私がようやく魔法を授けられたのはなんと8歳になる直前だった。


ちょっと遅すぎない?




朱菫国とのことやリリー様へのお祝いだなんだと忙しくしているうちにあっという間に8歳の誕生日を目前にしておりついに私が怒ったことでお父様はようやく教会に連れて行ってくれることになったのだ。



教会に行くのでいつものお洋服も少しだけ大人しめだ。装飾品は最低限にして白を基調にした装飾を頭の先からつま先に至るまでガッチリ整えられ魔車に詰め込まれた。

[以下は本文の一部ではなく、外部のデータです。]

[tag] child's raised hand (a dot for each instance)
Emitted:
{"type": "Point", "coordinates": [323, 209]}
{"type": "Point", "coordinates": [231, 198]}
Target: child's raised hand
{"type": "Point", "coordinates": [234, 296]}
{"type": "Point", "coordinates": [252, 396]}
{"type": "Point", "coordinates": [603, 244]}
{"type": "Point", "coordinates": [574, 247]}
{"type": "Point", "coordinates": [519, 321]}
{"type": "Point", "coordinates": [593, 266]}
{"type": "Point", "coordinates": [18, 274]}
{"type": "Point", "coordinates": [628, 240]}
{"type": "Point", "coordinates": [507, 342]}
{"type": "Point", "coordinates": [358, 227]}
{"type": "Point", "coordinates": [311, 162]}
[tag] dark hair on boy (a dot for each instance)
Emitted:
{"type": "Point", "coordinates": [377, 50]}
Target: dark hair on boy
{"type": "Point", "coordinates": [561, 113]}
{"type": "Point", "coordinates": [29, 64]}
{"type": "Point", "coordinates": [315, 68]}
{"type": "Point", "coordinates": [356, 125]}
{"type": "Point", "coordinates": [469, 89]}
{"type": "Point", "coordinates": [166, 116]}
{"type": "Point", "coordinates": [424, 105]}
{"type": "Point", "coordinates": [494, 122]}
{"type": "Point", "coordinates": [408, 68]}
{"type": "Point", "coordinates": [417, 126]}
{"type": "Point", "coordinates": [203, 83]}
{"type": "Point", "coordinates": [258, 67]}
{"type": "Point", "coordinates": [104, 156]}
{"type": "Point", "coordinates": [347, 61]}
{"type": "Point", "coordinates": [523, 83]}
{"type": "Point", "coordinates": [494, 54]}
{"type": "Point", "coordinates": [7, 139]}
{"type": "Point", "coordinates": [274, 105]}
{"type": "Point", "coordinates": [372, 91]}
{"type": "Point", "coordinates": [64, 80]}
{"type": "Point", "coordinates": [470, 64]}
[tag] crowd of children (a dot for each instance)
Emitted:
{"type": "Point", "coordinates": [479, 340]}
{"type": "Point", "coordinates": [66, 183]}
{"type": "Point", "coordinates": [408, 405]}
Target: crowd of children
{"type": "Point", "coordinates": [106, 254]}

「いいか、メアリー。教会では余計なことは言わず、大人しく指示に従っているのだ」


「もちろんですわ。私がこれまで聞き分けのないことなんてありましたか?」


すまし顔で答えればお母様はニコニコと普段通りに微笑みお兄様は眉を顰めお父様は頬を引きつらせていた。

私はそれほどおかしなことを言っただろうか?


お兄様が魔法を授けられたときまだ私は4歳だったから一緒に行かなかったけど、今回はお兄様も一緒に来るらしい。


「お兄様は教会にはよくいかれているのでしょう?教会ってどんなところですの?」


「どうと言われても神聖なところだよ。孤児院や平民たちの学校もあるから賑やかではあるけど礼拝堂には魔道具がたくさんあるんだ。行ったら驚くと思う」


「へぇ、楽しみです」



お兄様のお話をまとめると、こちらの世界の教会というのは孤児院や平民の学校も併設していて、場所によっては病院も備えているらしい。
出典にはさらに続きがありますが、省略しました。